Sam Smith, Progressive Review Undernews
RELIABLE SOURCES inform us that Newsweek will no longer be using reliable sources. Instead it will be relying on such unreliable sources as professional message manipulators, bureaucrats with their asses in hock, political appointees on their way up, legislators funded by corporate payola and such demonstrable masters of prevarication as our current president
Newsweek reporters will still be allowed to talk to reliable sources, they just won't be able to quote or cite them unless the editor approves, which considerably diminishes their utility.

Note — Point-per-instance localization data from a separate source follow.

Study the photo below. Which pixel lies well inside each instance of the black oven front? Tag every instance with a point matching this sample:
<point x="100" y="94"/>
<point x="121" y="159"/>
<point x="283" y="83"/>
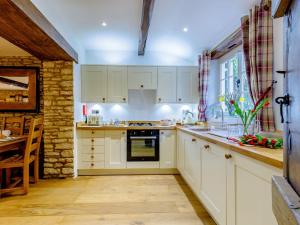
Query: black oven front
<point x="142" y="145"/>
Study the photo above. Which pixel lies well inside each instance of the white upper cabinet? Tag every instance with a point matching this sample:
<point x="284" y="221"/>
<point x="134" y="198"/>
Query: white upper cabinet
<point x="166" y="85"/>
<point x="117" y="84"/>
<point x="93" y="83"/>
<point x="187" y="85"/>
<point x="142" y="77"/>
<point x="167" y="149"/>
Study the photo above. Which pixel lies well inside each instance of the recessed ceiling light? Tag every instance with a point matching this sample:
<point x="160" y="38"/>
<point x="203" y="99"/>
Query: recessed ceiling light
<point x="185" y="29"/>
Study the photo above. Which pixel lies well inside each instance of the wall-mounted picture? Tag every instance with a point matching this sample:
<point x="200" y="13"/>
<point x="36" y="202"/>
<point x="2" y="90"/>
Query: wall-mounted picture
<point x="19" y="89"/>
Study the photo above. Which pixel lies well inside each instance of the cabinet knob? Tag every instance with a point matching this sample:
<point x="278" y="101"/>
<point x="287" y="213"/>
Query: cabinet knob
<point x="206" y="146"/>
<point x="228" y="156"/>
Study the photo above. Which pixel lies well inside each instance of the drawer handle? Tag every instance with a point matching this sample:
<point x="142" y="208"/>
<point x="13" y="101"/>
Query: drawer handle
<point x="206" y="146"/>
<point x="228" y="156"/>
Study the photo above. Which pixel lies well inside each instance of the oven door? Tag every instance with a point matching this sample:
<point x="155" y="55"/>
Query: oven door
<point x="143" y="148"/>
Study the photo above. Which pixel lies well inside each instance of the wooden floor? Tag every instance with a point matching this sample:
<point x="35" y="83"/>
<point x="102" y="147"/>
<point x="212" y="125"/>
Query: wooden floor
<point x="106" y="200"/>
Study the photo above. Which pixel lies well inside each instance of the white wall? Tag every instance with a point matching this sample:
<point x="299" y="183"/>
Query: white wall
<point x="142" y="106"/>
<point x="132" y="58"/>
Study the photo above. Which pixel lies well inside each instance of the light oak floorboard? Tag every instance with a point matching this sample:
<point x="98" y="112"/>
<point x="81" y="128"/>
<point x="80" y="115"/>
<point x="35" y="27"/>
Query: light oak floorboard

This is not a journalistic decision. It is a corporate, bureaucratic, and legalistic response to the deliberate abuse of a story by professional message manipulators, bureaucrats with their asses in hock, political appointees on their way up, legislators funded by corporate payola and such demonstrable masters of prevarication as our current president.

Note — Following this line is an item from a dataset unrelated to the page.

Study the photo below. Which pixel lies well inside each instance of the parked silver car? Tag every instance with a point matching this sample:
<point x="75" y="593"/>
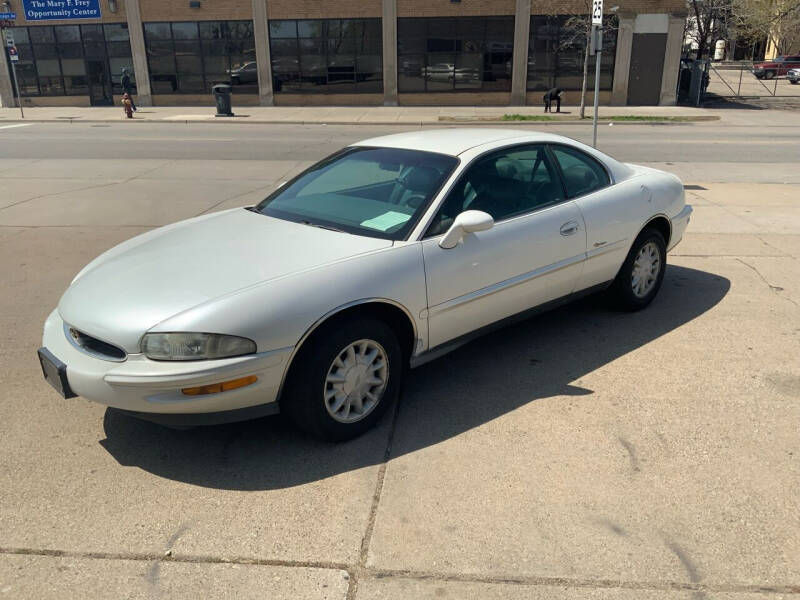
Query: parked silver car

What we may expect from this rank journalistic cowardice can be found in a current Newsweek story, one paragraph of which includes the following:
"Simon Schorno, an [International Committee of the Red Cross] spokesman, said the Red Cross had provided 'several' instances that it believed were 'credible.' The ICRC report included three specific allegations of offensive treatment of the Qur'an by guards."
The remaining seven paragraphs consist of transmitting the Pentagon's line on the topic. In other words, the Red Cross is not to be trusted until the Pentagon says so.

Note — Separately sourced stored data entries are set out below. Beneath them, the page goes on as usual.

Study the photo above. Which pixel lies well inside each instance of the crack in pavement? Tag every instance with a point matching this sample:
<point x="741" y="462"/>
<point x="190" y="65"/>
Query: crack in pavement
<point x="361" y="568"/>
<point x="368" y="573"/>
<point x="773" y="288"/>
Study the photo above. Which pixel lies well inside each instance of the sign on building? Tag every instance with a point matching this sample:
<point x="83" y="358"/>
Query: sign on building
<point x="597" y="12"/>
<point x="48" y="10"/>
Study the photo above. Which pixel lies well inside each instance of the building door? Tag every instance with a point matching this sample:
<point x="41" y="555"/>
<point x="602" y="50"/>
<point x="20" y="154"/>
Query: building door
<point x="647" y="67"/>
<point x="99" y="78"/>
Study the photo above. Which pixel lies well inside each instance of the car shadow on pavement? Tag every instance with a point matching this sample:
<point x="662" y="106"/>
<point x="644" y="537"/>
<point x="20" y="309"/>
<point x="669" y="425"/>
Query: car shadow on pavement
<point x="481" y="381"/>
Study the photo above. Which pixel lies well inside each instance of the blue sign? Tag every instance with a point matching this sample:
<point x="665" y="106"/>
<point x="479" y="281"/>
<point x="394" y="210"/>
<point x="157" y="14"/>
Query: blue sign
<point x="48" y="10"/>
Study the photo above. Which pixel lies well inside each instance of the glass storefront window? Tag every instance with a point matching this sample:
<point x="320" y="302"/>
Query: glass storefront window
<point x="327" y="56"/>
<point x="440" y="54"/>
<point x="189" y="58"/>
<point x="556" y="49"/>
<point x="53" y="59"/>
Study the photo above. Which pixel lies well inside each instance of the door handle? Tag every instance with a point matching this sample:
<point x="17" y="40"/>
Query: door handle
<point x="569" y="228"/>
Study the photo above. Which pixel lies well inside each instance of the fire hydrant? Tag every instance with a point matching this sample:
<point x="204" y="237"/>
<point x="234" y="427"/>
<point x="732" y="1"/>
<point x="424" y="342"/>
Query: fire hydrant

If the sniveling, timorous corporate hacks running places such as Newseeek these days had been around in an earlier time, there would have been no Pentagon Papers, no Watergate, no countless other stories that essentially pitted the honesty of journalists and government whistleblowers against the manifold mendacities of agents of the state.
The justified conceit of a free press is that, on average, Michael Isikoff is going to tell you the truth more often than a Pentagon or White House press secretary. Finding this truth requires far more than documents and statements or the faithful stenography of faithless officials. It requires finding people who, rightfully in fear of their jobs, are at least willing to share a bit of the truth with a reporter
whose confidence they trust. It requires judgment, perception, and inductive reasoning on the part of the scribe and it requires considerable courage on the part of the whistleblower. Once you believe the journalist no more trustworthy than an official source you no longer need a free press.
What Newsweek has done is to resign from the free press. Its defection should be regarded with far more contempt than any occasional misinformed story or deceitful writer. Such problems come and go, but a massive capitulation to the government and officials sources will change the nature of journalism forever and, with it, the public's ability to find the truth.